Archbishop of Canterbury’s QC friend blamed his beating of boys at a British summer camp on a sleeping pill addiction

UNITED KINGDOM
Telegraph

Peta Thornycroft, johannesburg Patrick Foster Nicola Harley
3 FEBRUARY 2017

A part-time judge, and friend of the Archbishop of Canterbury, said he was addicted to sleeping pills at the time he was accused of subjecting boys to savage sado-masochistic beatings.

John Smyth QC, who ran Christian holiday camps attended by the Most Revd Justin Welby in the late Seventies, told church leaders his “extraordinary aberration of judgment” was linked to his addiction to prescription medication.
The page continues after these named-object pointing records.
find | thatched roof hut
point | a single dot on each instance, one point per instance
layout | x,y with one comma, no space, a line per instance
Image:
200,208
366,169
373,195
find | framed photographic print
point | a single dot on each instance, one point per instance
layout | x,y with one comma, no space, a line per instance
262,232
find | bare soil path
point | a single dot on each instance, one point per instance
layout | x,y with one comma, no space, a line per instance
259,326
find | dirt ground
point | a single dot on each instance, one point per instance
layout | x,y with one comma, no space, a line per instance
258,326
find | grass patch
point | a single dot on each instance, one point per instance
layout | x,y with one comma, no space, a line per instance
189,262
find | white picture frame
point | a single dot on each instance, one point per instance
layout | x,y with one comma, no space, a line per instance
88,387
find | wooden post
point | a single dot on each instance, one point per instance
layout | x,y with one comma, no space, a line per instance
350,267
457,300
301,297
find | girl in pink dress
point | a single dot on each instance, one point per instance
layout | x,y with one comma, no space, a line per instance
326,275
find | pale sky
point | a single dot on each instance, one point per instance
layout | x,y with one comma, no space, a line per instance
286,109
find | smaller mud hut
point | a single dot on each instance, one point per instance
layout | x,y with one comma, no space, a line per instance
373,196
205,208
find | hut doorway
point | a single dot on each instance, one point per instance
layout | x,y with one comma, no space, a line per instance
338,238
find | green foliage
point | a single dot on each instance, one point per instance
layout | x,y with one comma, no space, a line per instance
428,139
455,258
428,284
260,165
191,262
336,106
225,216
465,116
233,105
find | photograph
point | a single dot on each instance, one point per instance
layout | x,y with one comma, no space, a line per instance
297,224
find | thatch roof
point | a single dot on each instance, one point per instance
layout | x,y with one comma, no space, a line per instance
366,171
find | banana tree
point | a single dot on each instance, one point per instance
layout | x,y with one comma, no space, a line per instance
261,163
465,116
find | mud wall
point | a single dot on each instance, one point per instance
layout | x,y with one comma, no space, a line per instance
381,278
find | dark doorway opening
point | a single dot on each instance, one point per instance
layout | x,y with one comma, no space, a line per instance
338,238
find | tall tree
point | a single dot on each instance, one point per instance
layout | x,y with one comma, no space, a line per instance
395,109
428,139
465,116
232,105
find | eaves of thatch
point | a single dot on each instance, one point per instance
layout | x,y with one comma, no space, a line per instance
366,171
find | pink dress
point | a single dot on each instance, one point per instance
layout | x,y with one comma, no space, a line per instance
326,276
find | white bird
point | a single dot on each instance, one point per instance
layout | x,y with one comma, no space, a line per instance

Hampshire Police this week launched an investigation into Mr Smyth, who left Britain when the beating allegations came to light in the early Eighties, moving to Zimbabwe where he also faces abuse claims.

The Archbishop issued an “unreserved and unequivocal” apology after it emerged that senior figures in the Church did not report Mr Smyth to the police when victims – some of whom were pupils at Winchester College – reported the allegations in 1982.

Mr Smyth moved to Zimbabwe in 1984, where he established Zambezi Ministries, which ran holiday camps similar to those in Britain, and at which a number of boys now say they were beaten and forced to shower naked with the barrister.